# Open stance..............



## golf_bug (Oct 10, 2009)

Looking for some advice on this from learned golf folk....

I had a rubbish round today, so much so that after 5 holes I started experimenting with my swing as nothing seemed to be working. On about the 8th tee, I found huge success in opening my stance. I was driving very well in particular, but was also striking my irons crisply as well. 

I had experimented with an open stance a few months back but was told by several good players that it would only lead to swing compensations and trouble in the long run. 

But the fact is with an open stance I am hitting it great.

Can someone please explain:

1. Why do I hit it better with an open stance (it is genuinely open, rather than just 'feeling' like its open)?

2. What problems am I letting myself in for with an open stance? 

3. Should I give a monkey's what people think, and stick with what works for me?
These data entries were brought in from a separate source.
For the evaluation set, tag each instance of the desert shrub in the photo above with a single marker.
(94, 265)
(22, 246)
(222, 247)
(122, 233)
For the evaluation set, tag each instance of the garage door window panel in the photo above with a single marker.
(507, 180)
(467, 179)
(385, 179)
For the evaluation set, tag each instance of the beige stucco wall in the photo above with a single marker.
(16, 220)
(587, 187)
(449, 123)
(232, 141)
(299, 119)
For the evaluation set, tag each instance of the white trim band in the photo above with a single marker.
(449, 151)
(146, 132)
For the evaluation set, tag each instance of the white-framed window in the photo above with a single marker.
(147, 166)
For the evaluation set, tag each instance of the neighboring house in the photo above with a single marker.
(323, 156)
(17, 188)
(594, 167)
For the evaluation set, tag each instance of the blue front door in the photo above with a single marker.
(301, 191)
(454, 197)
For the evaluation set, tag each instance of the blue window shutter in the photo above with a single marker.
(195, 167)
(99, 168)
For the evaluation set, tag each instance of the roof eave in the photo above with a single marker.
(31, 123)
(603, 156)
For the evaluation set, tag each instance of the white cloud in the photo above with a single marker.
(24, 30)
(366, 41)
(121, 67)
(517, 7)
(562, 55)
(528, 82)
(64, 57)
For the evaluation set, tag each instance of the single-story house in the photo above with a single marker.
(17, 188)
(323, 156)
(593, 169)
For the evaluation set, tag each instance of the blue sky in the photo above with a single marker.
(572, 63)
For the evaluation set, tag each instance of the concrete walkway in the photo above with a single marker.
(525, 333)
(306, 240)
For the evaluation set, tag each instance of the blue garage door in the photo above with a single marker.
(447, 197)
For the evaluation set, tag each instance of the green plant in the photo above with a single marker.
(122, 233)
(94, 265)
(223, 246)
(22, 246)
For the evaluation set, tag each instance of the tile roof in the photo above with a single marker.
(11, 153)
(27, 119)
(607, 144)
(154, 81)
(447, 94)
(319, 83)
I heard that Travino played with an open stance (even when he putted!), and he did ok!


----------



## Owen_Thomas_14 (Oct 10, 2009)

A slightly open stance lets you get through the ball easier but eventually youll start pulling/hooking the ball. Were your bad shots going straight right and short?


----------



## golf_bug (Oct 11, 2009)

A slightly open stance lets you get through the ball easier but eventually youll start pulling/hooking the ball. Were your bad shots going straight right and short?
		
Click to expand...

My bad shot with a normal stance is a hook with everything but driver, which is a push/slice. I don't know why nu when I open the stance i get the call going straight. I think its because I am resisting the urge to release - i know that if I do its going way left - which for some reason gets the club much squarer through the ball.


----------



## Owen_Thomas_14 (Oct 11, 2009)

I would say stick with it then until it stops working or if you want long term success get a lesson to sort you out.


----------



## RGDave (Oct 11, 2009)

My bad shot with a normal stance is a hook with everything but driver, which is a push/slice. I don't know why when I open the stance i get the ball going straight.
		
Click to expand...

Golf "math" lesson 1.  

If you hit real hooks (and pushes with longer clubs) then your path is in-out....

Standing a bit open is effectively making your path better. The hook or push is in the clubface....

Either fix your path or stand a bit open....the choice is yours. One might see you get better faster than the other.


----------



## JustOne (Oct 12, 2009)

Chances are that if you open your stance too much the ball will be creeping further back.... it's going to cause more problems than it's worth. You'll probably start swinging too steep and/or if your swing path is from the inside then the sh*nks might rear their head. Open your stance a little by all means - but I wouldn't recommend more than a few degrees just to create space to swing through comfortably.

Where are your shoulders pointing whilst all this is going on?


----------



## golf_bug (Oct 13, 2009)

Shoulders are at the target, stance is slightly open. I think it just give more room to get the club though?


----------